I have always loved my cured meats. Once during a summer spent in Spain I had just come from a market that sold some delicious chorizos and vela de lomo, I knew I wasn’t going to be home right away and had the whole day to traipse around but it didn’t matter, they looked too good to pass up. And so I bought them and in my hand bag for that entire day I carried around a couple of logs of paprika smoked cured goodies. I was young and single, fresh out of high school and not quite in University yet enjoying my gap year, it was a carefree summer of cute boys and beaches. My friend and I were having sunset drinks with some really handsome suntanned spanish guys and I had mastered the spanish summer essentials: where I came from, where I was going, a couple of flirtatious lines and witty jokes… It was all working out well… till my friend remarked “Strange, it smells like chorizo!” I turned beet red. I knew I was the culprit. Not wanting to embarrass myself I shrugged it off and agreed it was strange. When we finally got home, I sheepishly pulled the chorizos out of my bag and my friend looked at me and said “I knew it!” we had a good laugh and it was a great summer!

There are so many kinds of cured meats and charcuterie – as a child I loved paper thin slices of prosciutto San Daniele on really sweet melons – my parents had taken me to Italy and had turned me into a food snob at the ripe old age of nine; in France I learned to enjoy the really dry and almost nutty artisanal saucisssons; in Germany my husband and I discovered the most wonderful connection ever – truffelsalami –  salami thats been peppered with bits of black truffle that give it this indulgent heady scent…

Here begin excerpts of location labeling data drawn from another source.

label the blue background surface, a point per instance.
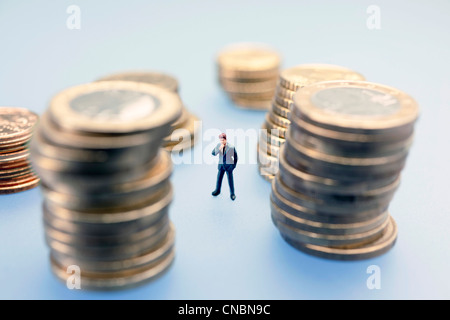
(225, 249)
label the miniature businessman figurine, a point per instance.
(227, 163)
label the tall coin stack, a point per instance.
(106, 182)
(273, 132)
(183, 133)
(248, 73)
(340, 167)
(16, 127)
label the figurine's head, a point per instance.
(223, 138)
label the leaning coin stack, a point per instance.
(183, 132)
(273, 132)
(340, 167)
(106, 182)
(248, 73)
(16, 127)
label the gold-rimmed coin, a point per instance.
(306, 74)
(161, 79)
(115, 107)
(248, 60)
(16, 124)
(357, 106)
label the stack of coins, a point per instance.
(340, 167)
(16, 127)
(273, 132)
(106, 181)
(183, 133)
(248, 73)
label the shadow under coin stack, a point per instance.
(106, 182)
(248, 73)
(183, 133)
(273, 132)
(340, 166)
(16, 127)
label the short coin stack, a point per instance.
(248, 73)
(340, 167)
(16, 127)
(106, 181)
(273, 132)
(183, 133)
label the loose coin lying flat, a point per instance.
(114, 107)
(160, 79)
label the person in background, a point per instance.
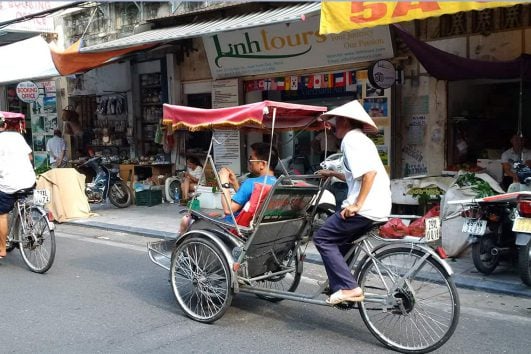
(16, 173)
(368, 200)
(56, 148)
(192, 176)
(325, 145)
(517, 152)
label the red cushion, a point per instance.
(249, 209)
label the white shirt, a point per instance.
(359, 157)
(55, 146)
(16, 170)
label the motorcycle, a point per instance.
(106, 184)
(499, 226)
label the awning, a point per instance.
(254, 115)
(71, 61)
(163, 35)
(340, 16)
(29, 59)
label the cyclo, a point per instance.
(411, 302)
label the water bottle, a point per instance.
(176, 195)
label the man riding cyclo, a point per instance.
(16, 173)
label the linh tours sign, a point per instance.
(283, 47)
(341, 16)
(27, 91)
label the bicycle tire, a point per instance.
(37, 245)
(419, 325)
(201, 279)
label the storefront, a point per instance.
(293, 63)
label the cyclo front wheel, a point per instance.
(37, 242)
(201, 279)
(419, 306)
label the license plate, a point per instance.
(41, 196)
(433, 229)
(474, 227)
(522, 225)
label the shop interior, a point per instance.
(482, 117)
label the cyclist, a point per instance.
(16, 173)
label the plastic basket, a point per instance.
(148, 197)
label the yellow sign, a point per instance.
(340, 16)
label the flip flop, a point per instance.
(338, 297)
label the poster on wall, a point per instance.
(43, 120)
(227, 149)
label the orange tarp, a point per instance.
(71, 61)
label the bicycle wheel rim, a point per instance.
(430, 309)
(200, 280)
(37, 245)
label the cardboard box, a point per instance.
(492, 167)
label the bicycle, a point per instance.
(411, 303)
(31, 230)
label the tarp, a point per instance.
(254, 115)
(340, 16)
(446, 66)
(29, 59)
(71, 61)
(68, 199)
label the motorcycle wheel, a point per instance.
(484, 260)
(524, 263)
(120, 195)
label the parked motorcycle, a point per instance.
(499, 227)
(106, 184)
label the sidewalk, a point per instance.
(162, 221)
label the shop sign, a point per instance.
(382, 74)
(286, 47)
(27, 91)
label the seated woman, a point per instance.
(191, 176)
(257, 166)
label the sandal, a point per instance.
(338, 297)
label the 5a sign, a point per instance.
(27, 91)
(340, 16)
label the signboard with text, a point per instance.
(283, 47)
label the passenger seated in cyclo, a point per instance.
(368, 199)
(258, 166)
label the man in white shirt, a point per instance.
(368, 199)
(16, 173)
(56, 148)
(516, 153)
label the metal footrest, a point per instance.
(160, 252)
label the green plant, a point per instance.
(478, 186)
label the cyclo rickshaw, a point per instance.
(411, 303)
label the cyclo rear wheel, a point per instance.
(419, 314)
(200, 279)
(37, 243)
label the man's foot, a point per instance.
(351, 295)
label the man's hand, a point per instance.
(349, 211)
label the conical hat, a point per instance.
(353, 110)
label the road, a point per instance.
(104, 295)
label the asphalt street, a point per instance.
(104, 295)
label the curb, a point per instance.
(461, 281)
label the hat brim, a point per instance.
(353, 110)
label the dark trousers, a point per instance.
(333, 242)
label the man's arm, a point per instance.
(367, 180)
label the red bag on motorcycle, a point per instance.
(418, 227)
(394, 228)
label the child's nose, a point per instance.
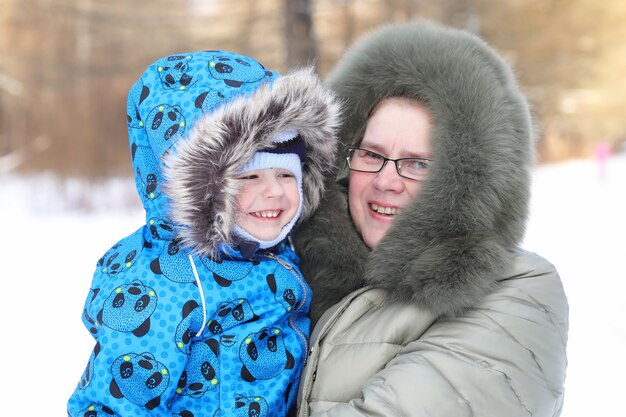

Spain of course has an amazing selection of jamon and they each have their own distinct flavor and qualities. As with many of these products each region is rather proud of the own unique process and origins, from what kind of pig to how it was fattened as well as the curing and aging. The people behind TXANTON are passionate not just about their jamon but about educating people on how to appreciate all kinds. I was delighted when they said they would come on board for the launch of my blog, it would be a very first sneak peek of the public of what they have to offer. They brought in a delicious Jamon Iberico from Guijuelo in the Salamanca region. “Our Jamon was Iberico from the origin of Guijuelo. Guijuelo usually makes the softer hams,” explains Besay Gonzalez, General Manager of TXANTON, “very delicious but not as intense and strong like the ones from Extremadura or Jabugo. I noticed in Asia people really love more Guijuelo than the other origins… probably because it’s the less salty one.” It was such a hit! Even my son kept asking for more and my mother who never really eats meat had a few slices. It was truly irresistible. And nothing can be better than having it expertly hand sliced in front of you as you eat. It keeps the flavors fresh and hasn’t had time to dry. It’s really the best way to have it. (Although I had taken home a few slices and the next morning laid it ceremoniously on top of toasted crusty bread laced with olive oil and rubbed with garlic and a tomato… breakfast of champions!)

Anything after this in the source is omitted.